# 📅 Day 13: Logistic Regression & ROC Curve

## 🎯 Objective
Learn how logistic regression works for classification problems and how to evaluate it using the ROC Curve and AUC score.

## 🤔 What is Logistic Regression?
- A statistical model used for **binary classification**
- Estimates the **probability** of a class label using the **sigmoid function**
- Output lies between 0 and 1
- If `P(class 1) > 0.5`, predict class 1; else class 0

## 📈 Sigmoid Function
Transforms linear outputs to a probability:
$$ \sigma(z) = \frac{1}{1 + e^{-z}} $$

## 📦 Step 1 – Load & Prepare Data

In [None]:
from sklearn.datasets import load_breast_cancer
from sklearn.model_selection import train_test_split
from sklearn.preprocessing import StandardScaler
import pandas as pd

data = load_breast_cancer()
df = pd.DataFrame(data.data, columns=data.feature_names)
df['target'] = data.target

X = df.drop('target', axis=1)
y = df['target']
X_train, X_test, y_train, y_test = train_test_split(X, y, test_size=0.2, stratify=y, random_state=42)
scaler = StandardScaler()
X_train_scaled = scaler.fit_transform(X_train)
X_test_scaled = scaler.transform(X_test)

## 🤖 Step 2 – Train Logistic Regression Model

In [None]:
from sklearn.linear_model import LogisticRegression
from sklearn.metrics import classification_report, accuracy_score

log_model = LogisticRegression(random_state=42)
log_model.fit(X_train_scaled, y_train)
y_pred = log_model.predict(X_test_scaled)

print('Accuracy:', accuracy_score(y_test, y_pred))
print(classification_report(y_test, y_pred))

## 🔍 Step 3 – Evaluate with ROC Curve & AUC

In [None]:
from sklearn.metrics import roc_curve, roc_auc_score
import matplotlib.pyplot as plt

y_proba = log_model.predict_proba(X_test_scaled)[:, 1]
fpr, tpr, thresholds = roc_curve(y_test, y_proba)
auc_score = roc_auc_score(y_test, y_proba)

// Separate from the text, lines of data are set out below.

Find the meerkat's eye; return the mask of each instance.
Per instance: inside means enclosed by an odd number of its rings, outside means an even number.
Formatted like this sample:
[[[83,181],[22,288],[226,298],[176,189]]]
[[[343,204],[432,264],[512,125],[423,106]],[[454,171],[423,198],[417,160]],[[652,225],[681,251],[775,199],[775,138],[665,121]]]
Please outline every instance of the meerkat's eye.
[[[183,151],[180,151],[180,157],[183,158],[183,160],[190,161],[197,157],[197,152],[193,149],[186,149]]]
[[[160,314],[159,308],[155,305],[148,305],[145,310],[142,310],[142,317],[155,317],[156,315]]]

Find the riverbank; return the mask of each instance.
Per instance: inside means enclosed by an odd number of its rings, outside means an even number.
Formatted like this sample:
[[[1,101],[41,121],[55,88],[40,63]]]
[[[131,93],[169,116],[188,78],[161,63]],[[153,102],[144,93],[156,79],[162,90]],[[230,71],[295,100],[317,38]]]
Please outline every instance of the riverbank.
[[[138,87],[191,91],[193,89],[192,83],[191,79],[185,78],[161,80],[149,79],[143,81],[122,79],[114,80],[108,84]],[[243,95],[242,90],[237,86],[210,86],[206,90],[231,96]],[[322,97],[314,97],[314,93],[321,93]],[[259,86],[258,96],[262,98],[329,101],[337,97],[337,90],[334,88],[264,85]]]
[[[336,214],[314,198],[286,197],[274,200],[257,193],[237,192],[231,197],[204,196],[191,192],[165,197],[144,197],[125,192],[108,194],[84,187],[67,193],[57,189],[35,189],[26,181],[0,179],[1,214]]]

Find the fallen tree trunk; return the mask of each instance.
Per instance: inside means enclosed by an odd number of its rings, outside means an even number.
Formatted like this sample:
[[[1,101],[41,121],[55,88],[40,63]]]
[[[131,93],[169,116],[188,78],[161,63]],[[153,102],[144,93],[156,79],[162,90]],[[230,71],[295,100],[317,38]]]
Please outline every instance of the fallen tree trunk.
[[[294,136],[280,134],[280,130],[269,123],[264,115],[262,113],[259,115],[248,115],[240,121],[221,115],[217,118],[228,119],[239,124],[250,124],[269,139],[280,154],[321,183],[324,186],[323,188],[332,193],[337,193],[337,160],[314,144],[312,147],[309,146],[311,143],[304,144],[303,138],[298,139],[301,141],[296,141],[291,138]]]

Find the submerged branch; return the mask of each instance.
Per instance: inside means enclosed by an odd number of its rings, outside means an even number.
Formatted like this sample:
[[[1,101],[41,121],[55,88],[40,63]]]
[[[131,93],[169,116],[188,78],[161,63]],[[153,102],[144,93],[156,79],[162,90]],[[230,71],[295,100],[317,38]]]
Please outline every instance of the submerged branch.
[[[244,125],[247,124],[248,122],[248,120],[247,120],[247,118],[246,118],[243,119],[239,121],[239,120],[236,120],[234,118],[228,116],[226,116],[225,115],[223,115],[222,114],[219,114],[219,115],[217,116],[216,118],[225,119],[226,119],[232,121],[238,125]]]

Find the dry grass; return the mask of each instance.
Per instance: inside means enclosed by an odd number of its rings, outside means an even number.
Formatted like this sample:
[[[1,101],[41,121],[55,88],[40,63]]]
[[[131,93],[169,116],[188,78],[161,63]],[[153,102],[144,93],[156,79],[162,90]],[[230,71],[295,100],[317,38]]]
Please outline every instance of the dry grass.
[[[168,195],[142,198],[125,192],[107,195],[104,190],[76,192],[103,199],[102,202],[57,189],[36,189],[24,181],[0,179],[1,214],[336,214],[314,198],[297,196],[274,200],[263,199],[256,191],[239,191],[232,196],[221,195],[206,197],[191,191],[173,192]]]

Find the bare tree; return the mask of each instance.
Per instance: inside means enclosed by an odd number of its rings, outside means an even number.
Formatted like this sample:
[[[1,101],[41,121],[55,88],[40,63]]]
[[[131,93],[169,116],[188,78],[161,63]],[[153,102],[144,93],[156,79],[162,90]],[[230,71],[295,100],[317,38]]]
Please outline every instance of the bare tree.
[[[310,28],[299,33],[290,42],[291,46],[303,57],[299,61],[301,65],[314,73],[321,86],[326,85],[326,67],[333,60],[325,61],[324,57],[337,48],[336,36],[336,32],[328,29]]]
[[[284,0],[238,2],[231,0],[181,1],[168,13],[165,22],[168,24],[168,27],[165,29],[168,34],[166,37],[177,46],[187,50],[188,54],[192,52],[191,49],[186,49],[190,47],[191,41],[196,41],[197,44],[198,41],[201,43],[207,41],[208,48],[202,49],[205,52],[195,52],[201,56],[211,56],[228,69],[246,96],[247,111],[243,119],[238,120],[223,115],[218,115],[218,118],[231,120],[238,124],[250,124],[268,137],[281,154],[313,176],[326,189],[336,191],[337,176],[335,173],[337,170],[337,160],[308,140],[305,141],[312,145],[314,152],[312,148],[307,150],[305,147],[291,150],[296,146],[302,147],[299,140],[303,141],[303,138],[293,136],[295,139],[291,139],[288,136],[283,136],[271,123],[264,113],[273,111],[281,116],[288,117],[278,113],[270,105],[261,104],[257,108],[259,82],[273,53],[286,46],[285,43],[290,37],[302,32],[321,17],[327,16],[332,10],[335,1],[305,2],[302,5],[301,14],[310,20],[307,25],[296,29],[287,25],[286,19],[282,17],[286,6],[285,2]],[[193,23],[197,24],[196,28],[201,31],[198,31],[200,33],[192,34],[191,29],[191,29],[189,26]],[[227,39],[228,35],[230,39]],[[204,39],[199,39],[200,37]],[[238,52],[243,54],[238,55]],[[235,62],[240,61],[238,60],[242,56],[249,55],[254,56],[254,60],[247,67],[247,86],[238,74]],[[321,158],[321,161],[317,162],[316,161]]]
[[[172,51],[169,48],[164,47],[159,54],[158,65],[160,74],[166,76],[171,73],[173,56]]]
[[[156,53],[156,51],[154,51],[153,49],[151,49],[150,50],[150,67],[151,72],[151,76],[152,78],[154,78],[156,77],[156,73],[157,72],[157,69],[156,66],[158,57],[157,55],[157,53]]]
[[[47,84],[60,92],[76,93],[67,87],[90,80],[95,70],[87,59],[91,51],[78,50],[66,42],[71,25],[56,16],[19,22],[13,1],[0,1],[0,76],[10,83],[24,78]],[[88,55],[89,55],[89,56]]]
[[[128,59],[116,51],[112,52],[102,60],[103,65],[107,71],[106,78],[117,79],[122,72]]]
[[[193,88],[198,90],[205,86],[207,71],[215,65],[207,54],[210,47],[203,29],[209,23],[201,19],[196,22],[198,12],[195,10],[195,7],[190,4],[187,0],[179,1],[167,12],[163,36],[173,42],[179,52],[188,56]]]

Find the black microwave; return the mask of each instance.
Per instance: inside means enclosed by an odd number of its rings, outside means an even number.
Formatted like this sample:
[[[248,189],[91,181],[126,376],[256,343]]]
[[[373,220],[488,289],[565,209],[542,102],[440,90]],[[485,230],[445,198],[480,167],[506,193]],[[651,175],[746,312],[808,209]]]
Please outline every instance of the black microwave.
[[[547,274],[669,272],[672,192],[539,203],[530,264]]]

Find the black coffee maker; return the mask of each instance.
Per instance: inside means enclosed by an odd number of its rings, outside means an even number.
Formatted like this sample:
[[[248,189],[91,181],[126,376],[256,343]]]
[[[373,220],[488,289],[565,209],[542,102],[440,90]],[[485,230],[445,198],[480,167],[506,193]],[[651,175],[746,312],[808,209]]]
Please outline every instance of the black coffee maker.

plt.figure(figsize=(8, 6))
plt.plot(fpr, tpr, label=f'ROC Curve (AUC = {auc_score:.2f})')
plt.plot([0, 1], [0, 1], linestyle='--', color='gray')
plt.xlabel('False Positive Rate')
plt.ylabel('True Positive Rate')
plt.title('ROC Curve')
plt.legend()
plt.grid(True)
plt.show()

## ✅ Summary
- Logistic Regression is a **linear model for classification**.
- It predicts probabilities using the **sigmoid function**.
- Evaluate classification quality using **ROC Curve** and **AUC** score.
- The closer AUC is to **1.0**, the better the model.